Semenderin diyeti balık ve çeşitli kabuklulardan oluşur. Ek olarak, sıklıkla küçük amfibileri ve suda yaşayan böcekleri yer.

Dev semender çapı 7 milimetreye kadar küçük yumurtalar bırakır. 1-3 metre derinlikte açılan özel bir çukur “yuva” olarak kullanılıyor. Bir kavramada, kural olarak, çevredeki su ortamının sürekli olarak yenilenmesi gereken birkaç yüz yumurta vardır. Erkek, kuyruğunu kullanarak, kavrama alanındaki suyu periyodik olarak dağıtmak için yapay bir akım yaratmaktan sorumludur.

Yumurtalar neredeyse bir buçuk ay olgunlaşır. Doğan küçük semenderler, uzunluğu 30 milimetreyi geçmeyen larvalardır. Solungaçlarıyla nefes alırlar ve bağımsız hareket edebilirler.

Semender ve adam

çirkin olmasına rağmen dış görünüş, bu semender türünün besin değeri. Semender eti yumuşaktır ve hoş bir tada sahiptir. Bir incelik olarak kabul edilen Japonya sakinleri tarafından aktif olarak tüketilmektedir.
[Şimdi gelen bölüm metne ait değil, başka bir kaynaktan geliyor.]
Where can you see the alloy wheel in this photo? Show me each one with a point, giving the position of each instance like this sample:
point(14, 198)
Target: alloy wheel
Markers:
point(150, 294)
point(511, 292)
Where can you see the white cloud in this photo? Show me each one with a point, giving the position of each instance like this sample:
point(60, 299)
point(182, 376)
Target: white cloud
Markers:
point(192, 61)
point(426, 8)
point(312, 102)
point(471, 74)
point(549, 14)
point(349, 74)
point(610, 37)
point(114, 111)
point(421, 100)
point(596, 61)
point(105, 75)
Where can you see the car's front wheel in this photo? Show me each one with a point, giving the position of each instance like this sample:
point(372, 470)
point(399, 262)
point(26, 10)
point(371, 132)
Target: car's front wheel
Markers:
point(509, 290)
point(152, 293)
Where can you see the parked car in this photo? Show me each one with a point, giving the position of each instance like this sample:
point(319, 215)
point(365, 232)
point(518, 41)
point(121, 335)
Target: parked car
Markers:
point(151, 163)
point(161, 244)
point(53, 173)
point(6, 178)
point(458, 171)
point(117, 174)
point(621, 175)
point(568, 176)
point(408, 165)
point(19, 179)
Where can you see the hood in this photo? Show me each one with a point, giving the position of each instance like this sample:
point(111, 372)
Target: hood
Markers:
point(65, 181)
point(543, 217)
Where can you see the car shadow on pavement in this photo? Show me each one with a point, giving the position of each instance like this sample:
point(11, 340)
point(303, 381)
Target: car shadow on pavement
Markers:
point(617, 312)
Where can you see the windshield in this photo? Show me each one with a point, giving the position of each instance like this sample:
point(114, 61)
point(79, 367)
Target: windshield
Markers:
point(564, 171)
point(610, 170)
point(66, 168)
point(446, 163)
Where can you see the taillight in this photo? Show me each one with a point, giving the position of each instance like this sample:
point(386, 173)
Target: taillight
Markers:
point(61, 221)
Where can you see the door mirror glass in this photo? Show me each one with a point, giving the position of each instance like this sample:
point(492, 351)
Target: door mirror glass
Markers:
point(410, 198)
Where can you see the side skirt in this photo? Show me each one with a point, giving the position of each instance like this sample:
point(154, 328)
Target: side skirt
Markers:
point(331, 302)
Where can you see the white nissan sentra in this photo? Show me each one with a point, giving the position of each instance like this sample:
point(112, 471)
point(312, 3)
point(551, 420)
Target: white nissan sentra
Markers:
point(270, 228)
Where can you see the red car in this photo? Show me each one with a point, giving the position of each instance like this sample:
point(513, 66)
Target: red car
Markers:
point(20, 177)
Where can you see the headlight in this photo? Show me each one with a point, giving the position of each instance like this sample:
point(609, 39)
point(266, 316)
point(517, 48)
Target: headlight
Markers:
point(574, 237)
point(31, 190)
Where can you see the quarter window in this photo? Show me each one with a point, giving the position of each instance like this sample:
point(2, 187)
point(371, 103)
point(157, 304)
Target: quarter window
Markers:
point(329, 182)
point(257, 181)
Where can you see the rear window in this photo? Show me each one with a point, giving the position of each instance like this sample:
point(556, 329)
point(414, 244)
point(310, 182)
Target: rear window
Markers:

Her zamanki gibi bu hayvanların kontrolsüz avlanması sayılarında keskin bir azalmaya yol açtı ve bugün semenderler özel çiftliklerde "yiyecek için" yetiştiriliyor. Vahşi doğada popülasyon endişe kaynağıdır. Uluslararası Birlik Doğa Koruma, türe "neredeyse tehdit altında" statüsü verdi. Bu, destekleyecek ve yaratacak önlemlerin yokluğunda anlamına gelir. optimal koşullar yaşamak için semenderlerin nesli tükenmeye başlayabilir.

Bugün semenderlerin sayısı çok fazla değil ama oldukça istikrarlı. Japon Honshu adasının yanı sıra Şikoku ve Kyushu adalarının kıyılarında yaşıyorlar.